Ungava Minerals claims that if the samples were analyzed, as instructed, platinum group metals would have been found. The junior does not know whether or not the analysis was carried out before the company inked an option agreement allowing Canadian Royalties the right to earn an 80% stake in the Ungava property.

This marks the second legal manoeuvre by Ungava Minerals. In early April, Ungava Minerals sent notice to Canadian Royalties that the junior was in default of its option and joint-venture agreement because the border area, which includes the Mesamax NW grid and TK copper-nickel platinum-palladium discovery, was subsequently included into the Phoenix property.
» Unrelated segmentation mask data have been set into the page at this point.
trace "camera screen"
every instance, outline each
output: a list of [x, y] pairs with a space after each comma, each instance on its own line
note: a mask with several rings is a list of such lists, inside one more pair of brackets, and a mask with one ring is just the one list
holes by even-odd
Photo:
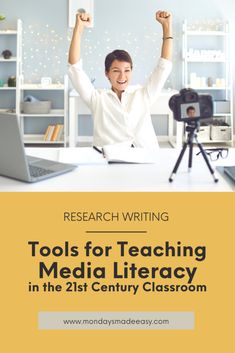
[[199, 103], [187, 103], [181, 104], [181, 119], [195, 119], [200, 117], [200, 106]]

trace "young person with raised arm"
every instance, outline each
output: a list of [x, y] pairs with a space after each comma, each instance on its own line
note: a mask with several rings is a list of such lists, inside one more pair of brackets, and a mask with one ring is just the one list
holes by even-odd
[[158, 147], [150, 108], [172, 68], [172, 15], [167, 11], [158, 11], [156, 20], [163, 30], [161, 57], [146, 84], [130, 86], [132, 59], [125, 50], [114, 50], [105, 58], [105, 75], [111, 87], [95, 89], [82, 69], [80, 49], [84, 29], [89, 27], [91, 17], [87, 13], [76, 16], [69, 50], [69, 76], [91, 110], [94, 119], [93, 144], [96, 146], [127, 142], [136, 147]]

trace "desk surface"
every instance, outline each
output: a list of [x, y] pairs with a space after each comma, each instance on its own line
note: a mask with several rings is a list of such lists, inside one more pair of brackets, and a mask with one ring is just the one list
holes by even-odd
[[[203, 158], [195, 156], [197, 148], [194, 149], [191, 173], [187, 171], [188, 152], [186, 152], [173, 183], [169, 183], [168, 178], [180, 150], [160, 149], [157, 164], [111, 165], [92, 164], [92, 161], [89, 164], [89, 160], [87, 160], [87, 164], [84, 164], [86, 156], [89, 156], [89, 150], [91, 149], [63, 149], [63, 161], [67, 155], [68, 162], [72, 162], [74, 159], [74, 162], [79, 164], [78, 168], [70, 173], [33, 184], [0, 177], [0, 191], [235, 191], [235, 186], [223, 173], [216, 172], [219, 176], [219, 182], [214, 183]], [[54, 160], [60, 159], [60, 151], [57, 148], [26, 149], [28, 155]], [[235, 165], [235, 149], [230, 149], [227, 159], [212, 163], [213, 168], [221, 165]]]

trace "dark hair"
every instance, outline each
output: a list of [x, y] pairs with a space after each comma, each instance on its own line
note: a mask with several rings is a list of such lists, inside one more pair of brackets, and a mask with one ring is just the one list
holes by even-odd
[[112, 51], [112, 53], [109, 53], [106, 56], [106, 58], [105, 58], [105, 71], [107, 71], [107, 72], [109, 71], [114, 60], [125, 61], [131, 65], [131, 69], [133, 67], [133, 63], [132, 63], [132, 59], [131, 59], [130, 54], [125, 50], [116, 49], [116, 50]]
[[194, 106], [190, 105], [187, 109], [186, 112], [188, 113], [190, 110], [193, 110], [194, 112], [196, 111], [196, 109], [194, 108]]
Canadian Royalties says Ungava Minerals properly transferred the land in question when the Expo-Ungava property was expanded and the boundary repositioned in June 2001. Also, it maintains that the allegations by Ungava Minerals are frivolous and wholly without merit.
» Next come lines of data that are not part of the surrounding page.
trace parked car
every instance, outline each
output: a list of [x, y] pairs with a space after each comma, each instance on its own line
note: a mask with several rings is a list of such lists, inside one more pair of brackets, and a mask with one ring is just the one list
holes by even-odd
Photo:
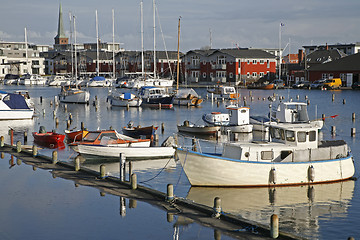
[[310, 82], [308, 81], [300, 81], [292, 85], [293, 88], [308, 88], [310, 86]]
[[360, 82], [354, 82], [354, 83], [351, 85], [351, 88], [352, 88], [352, 89], [360, 89]]
[[326, 81], [326, 79], [316, 80], [310, 84], [310, 88], [311, 89], [320, 89], [324, 86], [325, 81]]
[[333, 78], [333, 79], [327, 79], [324, 82], [324, 88], [326, 89], [339, 89], [341, 87], [341, 79], [340, 78]]

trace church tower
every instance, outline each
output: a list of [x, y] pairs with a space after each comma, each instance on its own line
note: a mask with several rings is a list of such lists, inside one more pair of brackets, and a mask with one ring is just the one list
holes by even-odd
[[59, 7], [59, 23], [58, 23], [58, 34], [56, 35], [55, 44], [68, 44], [68, 38], [65, 36], [64, 33], [64, 24], [62, 19], [62, 7], [60, 3]]

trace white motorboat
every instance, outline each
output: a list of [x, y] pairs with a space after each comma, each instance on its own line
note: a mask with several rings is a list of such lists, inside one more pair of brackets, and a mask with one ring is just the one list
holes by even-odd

Last year, Canadian Royalties hit significant platinum-palladium mineralization in the TK area of the Phoenix property, which is 20 km south of Falconbridge‘s (FL-T) Raglan mine in Nunavik. Hole 4 cut the most significant mineralized lens; drilled at 85 it intersected 2.7% nickel, 0.78% copper, 0.13% cobalt and 2.67 grams combined platinum-palladium-gold per tonne over 5.4 metres from 128 metres down-hole. Just below the massive sulphide intercept, a 1.1-metre section ran 6.48 grams combined platinum-palladium-gold.

The new discovery is 6 km east of the Expo-Ungava deposit. Mineralization is associated with disseminated, net-textured and even massive sulphides within, and adjacent to, an ultramafic host. The holes define a broad zone of platinum-palladium-gold and sulphide mineralization that extends from surface to a vertical depth of 130 metres and stretch in a north-south direction for some 75 metres.

The ultramafic host at the TK Area represents the same ultramafic body that extends easterly to the Mesamax Northwest and Mesamax Main platinum-group-metal (PGM) zones.

Lying 15 km south of the Raglan nickel mine and mill complex, the Expo-Ungava property hosts three mineralized structures discovered in the 1960s, namely Expo, Cominga and Mesamax. Work by Amax Minerals on the Expo prospect in the 1970s led to a resource of 19 million tons grading 0.47% nickel and 0.51% copper with significant cobalt and precious metal credits. Included in that resource are 4.2 million tons grading 0.75% nickel and 0.85% copper considered amenable to open-pit mining at a waste-to-ore ratio of 2.75-to-1. Explored over a strike length of 900 metres, mineralization consists of disseminated pyrrhotite, chalcopyrite and pentlandite in a serpentinite intrusive rock. Previous work had identified seven other mineralized zones and 11 electromagnetic anomalies.

Canadian Royalties subsequently recalculated the resource, which now stands at 17 million tonnes grading 0.6% nickel and 0.8% copper. Included is a higher-grade core of some 3 million tonnes grading 1% nickel and 1% copper.